Cate, I had to realize that my mother isn't going to change (she's in her 70's). I can't "fix" her. She angers & hurts me still - but I'm learning ways to defend my self - and not expect that she gets "well". My constant expectation that she could be different is what was causing me pain - my resistance to accepting that she CAN'T be different. When I gave up resisting the acceptance - I got free-er of a whole load of crap.
Don't know if that helps; I know the path to the light is a bit different for everyone, even with the common experiences we've had.

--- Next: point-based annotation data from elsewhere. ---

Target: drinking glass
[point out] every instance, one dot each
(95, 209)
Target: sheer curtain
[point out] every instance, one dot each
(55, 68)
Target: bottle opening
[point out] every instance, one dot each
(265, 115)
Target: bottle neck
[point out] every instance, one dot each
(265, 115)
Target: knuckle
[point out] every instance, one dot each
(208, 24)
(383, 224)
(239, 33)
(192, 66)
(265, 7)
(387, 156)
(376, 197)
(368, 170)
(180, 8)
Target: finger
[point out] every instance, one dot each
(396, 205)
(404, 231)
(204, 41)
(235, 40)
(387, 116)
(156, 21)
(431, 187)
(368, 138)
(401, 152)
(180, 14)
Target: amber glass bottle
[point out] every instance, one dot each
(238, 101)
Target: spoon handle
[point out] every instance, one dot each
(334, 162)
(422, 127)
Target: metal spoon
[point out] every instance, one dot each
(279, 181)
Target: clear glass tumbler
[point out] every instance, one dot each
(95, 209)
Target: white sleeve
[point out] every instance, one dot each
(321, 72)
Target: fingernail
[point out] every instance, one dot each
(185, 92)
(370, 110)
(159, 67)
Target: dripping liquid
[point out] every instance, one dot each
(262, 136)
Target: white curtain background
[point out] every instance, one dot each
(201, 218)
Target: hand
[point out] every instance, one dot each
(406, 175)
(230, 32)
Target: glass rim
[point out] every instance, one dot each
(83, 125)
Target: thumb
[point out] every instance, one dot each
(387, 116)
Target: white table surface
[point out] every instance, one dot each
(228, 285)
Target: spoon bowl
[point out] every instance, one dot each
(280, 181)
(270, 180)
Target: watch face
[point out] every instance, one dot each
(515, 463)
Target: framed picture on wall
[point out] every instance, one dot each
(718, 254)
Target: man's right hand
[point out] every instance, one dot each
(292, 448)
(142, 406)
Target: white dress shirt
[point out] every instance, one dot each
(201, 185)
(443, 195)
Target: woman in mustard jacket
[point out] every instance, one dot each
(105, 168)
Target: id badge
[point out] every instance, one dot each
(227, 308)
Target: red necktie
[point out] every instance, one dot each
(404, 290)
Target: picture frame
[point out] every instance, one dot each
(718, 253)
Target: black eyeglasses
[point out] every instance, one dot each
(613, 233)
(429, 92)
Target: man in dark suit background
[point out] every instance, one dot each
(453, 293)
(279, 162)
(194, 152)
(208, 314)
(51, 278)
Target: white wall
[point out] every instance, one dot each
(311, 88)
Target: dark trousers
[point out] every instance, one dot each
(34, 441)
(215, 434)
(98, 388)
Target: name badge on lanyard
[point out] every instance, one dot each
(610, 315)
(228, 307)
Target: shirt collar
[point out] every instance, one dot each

How did you learn to defend yourself?
You know what causes me pain? My own damn self and "magical thinking"....like i had this scene all planned out in my head when my daughter was born. I would call, she'd pick up, i'd announce her birth..mom would be estatic and happy for me, she'd rush over with a pot of soup just to hold my baby, she'd tell me what a wonderful mother i turned out to be, then she'd go downstairs to do a few loads of laundry and watch my other children, she'd reminice with me about what i looked like as a baby, how happy she was when i was born, we'd hug and kiss
OK NONE of what i just described happened. My mother ignored me my entire PG (too busy, busy, busy doing her own crap to even return a phonecall). Completely oblivious to the birth announcement. Critical about the state of my house - never offering to help. Flying in on her broomstick just long enough to swoop down and take swipes at my fragile post-partem ego and then once she had me in tears, tell me how i was "too sensitive" and zooom away. Always on guard. Always mean, nasty or just indifferent. Cold. Exasperated that i was cutting in to her precious time.
So how do you just CUT OFF emotionally? How do you crush hope that one day they will change? Hope is what is killing me.